Massachusetts, US, 29th May 2022, ZEXPRWIRE, We all see the world differently. We all notice different things about everything, and have different opinions about the same things. We are all definitely unique, born with something that only we have to offer, but then there are others born with uniqueness seemingly from another planet. This is Linwood Jackson Jr., who possesses a level of genius that we today may not know how to appreciate.
He teaches the Bible in a way that is unheard of. There is, because I will most likely not say everything right, probably no point in attempting to summarize what he holds to be true, but he teaches that the underlying philosophy within the Bible is one encouraging the reformation and then the edification of the religious belief.
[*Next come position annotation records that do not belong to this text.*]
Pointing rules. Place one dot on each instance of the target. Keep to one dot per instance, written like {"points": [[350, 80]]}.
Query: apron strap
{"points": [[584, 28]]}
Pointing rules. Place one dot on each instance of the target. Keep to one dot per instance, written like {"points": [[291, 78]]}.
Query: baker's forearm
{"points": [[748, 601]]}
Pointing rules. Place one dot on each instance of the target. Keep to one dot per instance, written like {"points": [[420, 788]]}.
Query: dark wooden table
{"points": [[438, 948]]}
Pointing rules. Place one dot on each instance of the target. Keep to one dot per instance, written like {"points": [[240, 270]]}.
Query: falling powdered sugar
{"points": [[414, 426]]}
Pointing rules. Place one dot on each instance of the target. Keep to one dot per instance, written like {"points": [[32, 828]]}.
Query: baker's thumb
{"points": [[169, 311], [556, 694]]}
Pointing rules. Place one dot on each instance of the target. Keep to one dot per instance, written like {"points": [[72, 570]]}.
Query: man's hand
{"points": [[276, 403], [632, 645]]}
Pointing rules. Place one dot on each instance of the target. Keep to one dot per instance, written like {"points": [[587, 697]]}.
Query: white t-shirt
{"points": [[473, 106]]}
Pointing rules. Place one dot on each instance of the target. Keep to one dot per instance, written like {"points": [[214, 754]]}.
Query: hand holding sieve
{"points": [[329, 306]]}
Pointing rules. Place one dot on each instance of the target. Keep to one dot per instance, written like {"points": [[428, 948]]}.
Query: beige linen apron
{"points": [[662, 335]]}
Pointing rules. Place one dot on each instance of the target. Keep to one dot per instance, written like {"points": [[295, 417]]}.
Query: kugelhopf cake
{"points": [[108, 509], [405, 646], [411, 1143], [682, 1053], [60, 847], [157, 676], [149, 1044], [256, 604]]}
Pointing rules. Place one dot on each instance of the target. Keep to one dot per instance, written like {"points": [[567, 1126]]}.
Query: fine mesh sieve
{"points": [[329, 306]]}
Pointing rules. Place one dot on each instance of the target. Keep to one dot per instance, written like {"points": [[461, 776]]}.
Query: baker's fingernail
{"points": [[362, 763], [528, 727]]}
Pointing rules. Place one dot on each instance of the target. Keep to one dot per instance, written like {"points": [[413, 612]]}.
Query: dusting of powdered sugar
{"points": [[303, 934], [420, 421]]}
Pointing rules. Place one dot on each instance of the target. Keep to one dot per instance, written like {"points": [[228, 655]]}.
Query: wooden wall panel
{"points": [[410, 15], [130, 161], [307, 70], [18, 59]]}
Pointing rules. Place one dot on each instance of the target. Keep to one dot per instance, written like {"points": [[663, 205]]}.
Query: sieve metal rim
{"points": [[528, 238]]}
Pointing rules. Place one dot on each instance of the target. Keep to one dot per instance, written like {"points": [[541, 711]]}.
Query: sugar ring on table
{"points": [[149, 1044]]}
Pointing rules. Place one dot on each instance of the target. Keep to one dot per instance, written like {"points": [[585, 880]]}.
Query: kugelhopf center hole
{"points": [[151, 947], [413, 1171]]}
Ask Linwood, and he will tell you that your initial religious belief, whether you are religious or against religious belief, is false.
According to Linwood, the religious or irreligious belief we have is adopted or inherited. This adopted or inherited religious belief, because it may not have naturally originated within us, and from a personal or absolutely logical experience with it, is a false form of belief. The goal is to recognize this belief, use it as a springboard to rationalize what we should believe, and then grow out of it, developing a belief that we have personally proven to be true. This is the genuine devotional conversation that Linwood advises his audience to claim.
How does he come to this conclusion? He comes to this understanding by making sense of the crucifixion. Now this is where it gets interesting.
Linwood takes his belief about the crucifixion not from Christian theology, but from the Bible. Ask Linwood and he will tell you, and even show you, that the crucifixion does not represent a symbol of something literal, mythological, or supernatural. When broken down, the crucifixion represents the passing away not of a man, or of a demigod, but of a religious conversation.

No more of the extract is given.